Wednesday, November 18, 2009

"What you believe does not mean you are not accountable for how you behave."

When confronted with overwhelming evidence of its abuses and crimes, the tiresome response of Scientology is usually to claim religious persecution. Scientology hides behind aggrandized and, frankly, delusional conceptions of what religious freedom actually means in order to continue its litany of fraud, deception, and crime. On trial in France for organized fraud and unlicensed practice of pharmacy, the Scientology refrain was that they were the victims of a modern-day inquisition.

Any and all claims of religious persecution made by Scientology when its more dubious operations and methods come under scrutiny are red herrings—nothing more nor less.

Such claims are deliberate attempts to derail legitimate inquiry through intentionally disingenuous distraction. Furthermore, likening investigation and prosecution of Scientology crimes to the Holocaust is more than a validation of Godwin's Law. It is sickening, inappropriate, and disrespectful to the victims of the Holocaust and their surviving families. Scientologists are not being herded up and exterminated. What is happening in one country after another is that the corrupt Scientology organization is being exposed, investigated, and being subjected to laws that every organization—religious or otherwise—must follow.

When the Catholic Church was forced to answer for child sexual abuse among its clergy, was this a case of religious persecution? Are priests permitted to systematically break the law, leaving a trail of victims in their wake, and claim immunity from prosecution because they are members of a religious order?

Does outrage at Sharia Law "honour" killings constitute anti-Islam bigotry? Is the fact that such killings are prosecutable crimes in non-Muslim countries mean that Muslims in those countries are being persecuted?

The answer to these questions is a resounding NO. And the same moral and legal principles apply to Scientology. This is irrefutable and immutable.

Scientology variously refers to Anonymous as a hate group, religious bigots, anti-religious extremists, and cyber-terrorists. Such accusations are also red herrings. The goal of Anonymous is to expose the ongoing abuses and crimes within Scientology. We use the Internet as it was intended: to disseminate information to every corner of the world. (And we happen to be very good at this.) It is the unmitigated force of incontrovertible truth, through the unrestrained spread of information, that continues to force Scientology to answer for its crimes.

Do not call us religious bigots, because we are not. Nor are we a hate group, because we do not hate you; rather, what we hate are your crimes and human rights abuses.

Do not cry religious persecution where there is none. We do not care what you believe. We are not protesting your secret (not to mention expensive) "scriptures" that tell the story of how humans became infested with the souls of space aliens who were blown up in volcanoes 75 million years ago by the evil galactic overlord Xenu.
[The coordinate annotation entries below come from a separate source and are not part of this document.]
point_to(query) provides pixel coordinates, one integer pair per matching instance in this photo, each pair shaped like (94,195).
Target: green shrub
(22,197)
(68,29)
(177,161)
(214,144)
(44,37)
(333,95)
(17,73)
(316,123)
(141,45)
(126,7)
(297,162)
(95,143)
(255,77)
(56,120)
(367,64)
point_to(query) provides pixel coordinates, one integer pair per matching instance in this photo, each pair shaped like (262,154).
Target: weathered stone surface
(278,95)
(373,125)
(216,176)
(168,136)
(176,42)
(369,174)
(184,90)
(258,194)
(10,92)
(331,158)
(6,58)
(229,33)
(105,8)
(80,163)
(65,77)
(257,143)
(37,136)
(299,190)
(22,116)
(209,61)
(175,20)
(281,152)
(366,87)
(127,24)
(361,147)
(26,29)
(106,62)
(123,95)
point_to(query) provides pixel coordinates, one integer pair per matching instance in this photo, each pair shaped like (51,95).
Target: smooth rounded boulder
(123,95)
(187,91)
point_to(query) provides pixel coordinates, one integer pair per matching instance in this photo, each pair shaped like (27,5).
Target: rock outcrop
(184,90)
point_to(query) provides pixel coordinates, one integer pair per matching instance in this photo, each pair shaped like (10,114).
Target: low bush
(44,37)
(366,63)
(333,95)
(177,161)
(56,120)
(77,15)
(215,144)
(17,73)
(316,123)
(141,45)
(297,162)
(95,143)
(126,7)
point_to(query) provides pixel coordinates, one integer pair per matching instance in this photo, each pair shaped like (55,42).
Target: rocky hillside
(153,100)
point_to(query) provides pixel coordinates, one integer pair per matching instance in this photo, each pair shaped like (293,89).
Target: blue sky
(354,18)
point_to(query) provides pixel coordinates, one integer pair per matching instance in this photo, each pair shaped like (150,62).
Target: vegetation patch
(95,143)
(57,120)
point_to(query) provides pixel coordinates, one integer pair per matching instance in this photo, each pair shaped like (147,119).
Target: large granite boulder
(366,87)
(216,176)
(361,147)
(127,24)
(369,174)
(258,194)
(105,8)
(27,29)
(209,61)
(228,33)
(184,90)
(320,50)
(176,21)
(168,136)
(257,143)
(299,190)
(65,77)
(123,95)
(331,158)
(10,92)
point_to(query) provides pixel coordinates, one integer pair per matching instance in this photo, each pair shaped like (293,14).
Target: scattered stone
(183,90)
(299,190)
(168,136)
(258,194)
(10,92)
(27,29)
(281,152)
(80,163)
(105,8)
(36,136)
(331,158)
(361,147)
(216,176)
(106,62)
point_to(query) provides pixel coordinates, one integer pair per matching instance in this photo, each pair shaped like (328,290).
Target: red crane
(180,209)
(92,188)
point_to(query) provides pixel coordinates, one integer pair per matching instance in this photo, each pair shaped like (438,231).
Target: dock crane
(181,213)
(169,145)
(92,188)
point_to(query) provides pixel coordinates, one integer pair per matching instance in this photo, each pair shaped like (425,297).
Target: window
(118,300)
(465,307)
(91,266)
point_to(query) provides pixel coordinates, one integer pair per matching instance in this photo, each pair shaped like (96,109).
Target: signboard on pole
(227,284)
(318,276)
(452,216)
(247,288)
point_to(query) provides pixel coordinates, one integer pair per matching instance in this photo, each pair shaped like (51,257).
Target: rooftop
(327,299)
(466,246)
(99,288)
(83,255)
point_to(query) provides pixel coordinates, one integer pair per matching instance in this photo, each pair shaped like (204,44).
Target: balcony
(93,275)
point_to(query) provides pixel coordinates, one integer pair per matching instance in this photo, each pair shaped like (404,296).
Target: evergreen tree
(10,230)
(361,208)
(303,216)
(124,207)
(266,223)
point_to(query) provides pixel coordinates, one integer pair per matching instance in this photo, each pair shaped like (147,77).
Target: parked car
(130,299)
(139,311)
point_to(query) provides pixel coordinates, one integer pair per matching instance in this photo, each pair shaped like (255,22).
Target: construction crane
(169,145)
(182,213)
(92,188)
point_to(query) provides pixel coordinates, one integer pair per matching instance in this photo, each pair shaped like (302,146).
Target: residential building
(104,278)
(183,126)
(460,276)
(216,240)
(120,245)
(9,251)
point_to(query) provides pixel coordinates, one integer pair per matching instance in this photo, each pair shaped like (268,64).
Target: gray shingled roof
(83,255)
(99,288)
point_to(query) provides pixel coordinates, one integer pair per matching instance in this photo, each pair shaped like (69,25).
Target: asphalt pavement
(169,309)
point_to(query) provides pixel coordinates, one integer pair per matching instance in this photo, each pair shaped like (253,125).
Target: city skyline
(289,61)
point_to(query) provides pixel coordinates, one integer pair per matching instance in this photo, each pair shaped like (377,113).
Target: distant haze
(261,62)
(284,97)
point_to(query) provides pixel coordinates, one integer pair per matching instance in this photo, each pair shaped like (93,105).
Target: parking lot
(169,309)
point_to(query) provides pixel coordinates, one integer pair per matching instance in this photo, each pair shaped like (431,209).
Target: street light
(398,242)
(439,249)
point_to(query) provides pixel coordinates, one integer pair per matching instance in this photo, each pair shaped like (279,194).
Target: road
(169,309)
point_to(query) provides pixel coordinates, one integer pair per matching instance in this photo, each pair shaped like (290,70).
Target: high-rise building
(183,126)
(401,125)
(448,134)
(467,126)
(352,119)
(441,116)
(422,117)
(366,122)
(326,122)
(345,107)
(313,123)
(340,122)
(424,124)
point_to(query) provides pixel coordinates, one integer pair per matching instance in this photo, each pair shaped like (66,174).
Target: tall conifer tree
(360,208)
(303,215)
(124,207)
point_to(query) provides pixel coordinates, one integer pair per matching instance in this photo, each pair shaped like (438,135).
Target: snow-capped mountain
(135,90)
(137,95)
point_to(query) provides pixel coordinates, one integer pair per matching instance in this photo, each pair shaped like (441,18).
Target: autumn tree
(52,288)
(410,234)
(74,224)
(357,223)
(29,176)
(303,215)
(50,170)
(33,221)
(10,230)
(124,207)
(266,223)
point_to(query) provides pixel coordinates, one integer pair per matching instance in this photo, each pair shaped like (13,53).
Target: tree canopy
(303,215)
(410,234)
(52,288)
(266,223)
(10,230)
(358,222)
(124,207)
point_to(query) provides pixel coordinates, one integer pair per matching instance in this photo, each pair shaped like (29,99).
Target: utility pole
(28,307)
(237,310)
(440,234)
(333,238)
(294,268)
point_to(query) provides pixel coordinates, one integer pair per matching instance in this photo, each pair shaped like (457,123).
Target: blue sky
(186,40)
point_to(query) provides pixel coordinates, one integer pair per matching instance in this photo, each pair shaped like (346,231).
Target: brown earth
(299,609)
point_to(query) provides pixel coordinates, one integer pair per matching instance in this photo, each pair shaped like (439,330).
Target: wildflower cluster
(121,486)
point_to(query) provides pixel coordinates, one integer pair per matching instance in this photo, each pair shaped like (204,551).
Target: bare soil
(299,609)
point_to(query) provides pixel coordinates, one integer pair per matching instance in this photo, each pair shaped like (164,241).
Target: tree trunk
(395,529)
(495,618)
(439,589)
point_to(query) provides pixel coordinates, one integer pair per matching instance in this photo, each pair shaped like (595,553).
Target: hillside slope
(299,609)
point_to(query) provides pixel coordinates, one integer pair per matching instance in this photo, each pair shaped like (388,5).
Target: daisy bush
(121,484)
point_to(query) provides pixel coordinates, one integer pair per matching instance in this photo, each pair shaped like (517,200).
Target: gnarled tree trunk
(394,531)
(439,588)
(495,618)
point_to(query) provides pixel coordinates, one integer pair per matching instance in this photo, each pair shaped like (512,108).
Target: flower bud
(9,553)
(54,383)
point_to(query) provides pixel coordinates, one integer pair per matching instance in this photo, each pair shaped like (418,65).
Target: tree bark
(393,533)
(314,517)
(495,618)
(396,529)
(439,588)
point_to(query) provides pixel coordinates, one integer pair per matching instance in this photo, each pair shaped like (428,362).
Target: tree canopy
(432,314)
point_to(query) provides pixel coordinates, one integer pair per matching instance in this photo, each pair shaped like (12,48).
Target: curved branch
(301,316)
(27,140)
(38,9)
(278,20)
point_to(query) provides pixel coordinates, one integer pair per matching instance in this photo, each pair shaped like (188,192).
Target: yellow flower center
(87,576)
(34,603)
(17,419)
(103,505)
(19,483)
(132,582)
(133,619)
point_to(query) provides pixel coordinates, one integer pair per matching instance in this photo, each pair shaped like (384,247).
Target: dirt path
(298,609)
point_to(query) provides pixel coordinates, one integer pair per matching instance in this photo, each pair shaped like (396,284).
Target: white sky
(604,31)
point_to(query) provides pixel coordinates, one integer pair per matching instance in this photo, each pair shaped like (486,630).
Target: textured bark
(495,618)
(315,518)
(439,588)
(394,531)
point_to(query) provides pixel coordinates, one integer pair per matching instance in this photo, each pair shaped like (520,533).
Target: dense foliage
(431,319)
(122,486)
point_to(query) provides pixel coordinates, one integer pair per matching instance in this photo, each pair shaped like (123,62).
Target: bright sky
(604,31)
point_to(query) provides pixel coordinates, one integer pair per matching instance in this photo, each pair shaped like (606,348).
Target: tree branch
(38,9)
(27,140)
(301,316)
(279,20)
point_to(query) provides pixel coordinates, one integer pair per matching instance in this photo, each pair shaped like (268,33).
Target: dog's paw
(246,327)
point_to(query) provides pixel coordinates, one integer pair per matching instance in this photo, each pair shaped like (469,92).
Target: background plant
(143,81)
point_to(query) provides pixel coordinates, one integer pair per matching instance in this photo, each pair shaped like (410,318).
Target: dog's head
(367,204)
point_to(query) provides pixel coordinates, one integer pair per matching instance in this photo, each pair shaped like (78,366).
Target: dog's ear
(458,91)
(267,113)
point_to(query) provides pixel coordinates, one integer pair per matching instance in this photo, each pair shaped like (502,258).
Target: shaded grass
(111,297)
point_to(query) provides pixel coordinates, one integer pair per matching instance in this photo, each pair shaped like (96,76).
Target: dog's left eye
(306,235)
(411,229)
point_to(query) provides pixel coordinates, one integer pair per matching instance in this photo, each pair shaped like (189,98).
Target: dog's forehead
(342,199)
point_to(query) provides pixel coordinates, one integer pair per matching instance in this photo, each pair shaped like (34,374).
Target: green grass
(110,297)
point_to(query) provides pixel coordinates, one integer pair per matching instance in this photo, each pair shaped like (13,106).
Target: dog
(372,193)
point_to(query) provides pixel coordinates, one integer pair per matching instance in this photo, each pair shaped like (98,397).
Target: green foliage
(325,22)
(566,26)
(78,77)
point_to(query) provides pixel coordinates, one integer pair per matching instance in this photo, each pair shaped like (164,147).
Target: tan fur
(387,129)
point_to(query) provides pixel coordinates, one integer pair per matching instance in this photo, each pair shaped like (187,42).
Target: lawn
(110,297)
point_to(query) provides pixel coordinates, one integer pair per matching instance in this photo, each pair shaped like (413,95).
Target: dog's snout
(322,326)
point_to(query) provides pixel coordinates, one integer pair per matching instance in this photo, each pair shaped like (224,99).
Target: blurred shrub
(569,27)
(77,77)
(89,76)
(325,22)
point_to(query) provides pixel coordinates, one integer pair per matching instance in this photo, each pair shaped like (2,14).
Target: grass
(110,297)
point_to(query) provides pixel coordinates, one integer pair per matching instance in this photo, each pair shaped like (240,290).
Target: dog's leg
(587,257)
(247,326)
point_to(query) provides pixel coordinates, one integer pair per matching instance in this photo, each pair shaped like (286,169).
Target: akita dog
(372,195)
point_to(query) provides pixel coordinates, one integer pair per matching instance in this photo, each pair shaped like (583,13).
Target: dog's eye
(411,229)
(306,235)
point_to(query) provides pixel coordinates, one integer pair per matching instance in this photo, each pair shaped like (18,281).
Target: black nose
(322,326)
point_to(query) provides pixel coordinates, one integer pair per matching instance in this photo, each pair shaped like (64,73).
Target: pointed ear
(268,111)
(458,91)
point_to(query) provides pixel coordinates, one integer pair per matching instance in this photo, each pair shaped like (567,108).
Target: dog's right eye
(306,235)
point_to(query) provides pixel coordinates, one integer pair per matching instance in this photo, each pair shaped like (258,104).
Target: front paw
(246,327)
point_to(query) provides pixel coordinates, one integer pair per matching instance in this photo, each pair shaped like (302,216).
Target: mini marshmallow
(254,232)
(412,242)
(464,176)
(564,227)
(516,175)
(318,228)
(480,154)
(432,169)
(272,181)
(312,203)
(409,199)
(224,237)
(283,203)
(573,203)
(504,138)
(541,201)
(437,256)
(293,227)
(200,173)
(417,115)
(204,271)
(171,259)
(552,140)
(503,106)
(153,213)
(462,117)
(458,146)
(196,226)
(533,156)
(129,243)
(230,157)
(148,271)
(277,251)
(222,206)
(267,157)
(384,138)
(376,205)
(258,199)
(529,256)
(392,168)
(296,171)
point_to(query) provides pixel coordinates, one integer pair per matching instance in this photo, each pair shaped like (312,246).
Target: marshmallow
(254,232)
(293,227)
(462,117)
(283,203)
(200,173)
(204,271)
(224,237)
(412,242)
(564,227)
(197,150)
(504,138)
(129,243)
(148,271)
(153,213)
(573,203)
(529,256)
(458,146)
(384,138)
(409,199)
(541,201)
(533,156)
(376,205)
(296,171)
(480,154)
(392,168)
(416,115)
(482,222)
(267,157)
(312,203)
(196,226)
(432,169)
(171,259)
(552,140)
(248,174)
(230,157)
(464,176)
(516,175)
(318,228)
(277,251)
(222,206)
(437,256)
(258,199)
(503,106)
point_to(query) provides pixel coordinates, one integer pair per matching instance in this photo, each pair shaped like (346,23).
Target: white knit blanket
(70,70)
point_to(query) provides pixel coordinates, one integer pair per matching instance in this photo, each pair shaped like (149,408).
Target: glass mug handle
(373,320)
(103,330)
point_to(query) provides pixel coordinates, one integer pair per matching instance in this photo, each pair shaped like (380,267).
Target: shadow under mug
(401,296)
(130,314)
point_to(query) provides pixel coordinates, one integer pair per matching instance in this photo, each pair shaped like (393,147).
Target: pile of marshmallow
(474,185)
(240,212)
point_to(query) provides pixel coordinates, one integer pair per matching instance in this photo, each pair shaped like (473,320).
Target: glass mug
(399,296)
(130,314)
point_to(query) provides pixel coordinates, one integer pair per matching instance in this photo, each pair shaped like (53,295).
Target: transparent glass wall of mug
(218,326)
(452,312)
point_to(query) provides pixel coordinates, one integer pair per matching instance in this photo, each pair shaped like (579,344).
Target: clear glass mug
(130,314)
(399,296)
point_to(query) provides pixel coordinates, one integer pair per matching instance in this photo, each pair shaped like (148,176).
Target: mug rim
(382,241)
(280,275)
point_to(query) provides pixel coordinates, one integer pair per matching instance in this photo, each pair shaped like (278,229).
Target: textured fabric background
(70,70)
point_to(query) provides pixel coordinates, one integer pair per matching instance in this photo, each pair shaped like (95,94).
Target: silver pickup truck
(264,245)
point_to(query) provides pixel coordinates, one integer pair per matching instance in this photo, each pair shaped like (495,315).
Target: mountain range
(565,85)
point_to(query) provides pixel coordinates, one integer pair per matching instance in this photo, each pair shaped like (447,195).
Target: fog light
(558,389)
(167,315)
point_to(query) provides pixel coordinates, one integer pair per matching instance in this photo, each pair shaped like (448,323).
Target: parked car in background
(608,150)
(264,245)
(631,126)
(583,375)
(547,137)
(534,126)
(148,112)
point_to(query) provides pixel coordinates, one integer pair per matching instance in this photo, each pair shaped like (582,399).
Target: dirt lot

But most importantly, do not assume that your past successes in hiding behind an undeserved cloak of religious freedom will in any way guarantee that you can continue to do so with impunity. It's just not going to work anymore.

On November 17, Australian Senator Nick Xenophon made a speech (PDF here) calling for an investigation of illegal activities of the Church of Scientology in that country. Probably his most succinct assertion, and the title of this blog entry, was that "[w]hat you believe does not mean you are not accountable for how you behave."

This is the case not only for Scientology but any organization and any individual with a modicum of moral fibre. If Scientologists were truly "the most ethical people on the planet," as they claim, then they would understand this moral imperative. It appears they don't, and this will be their downfall.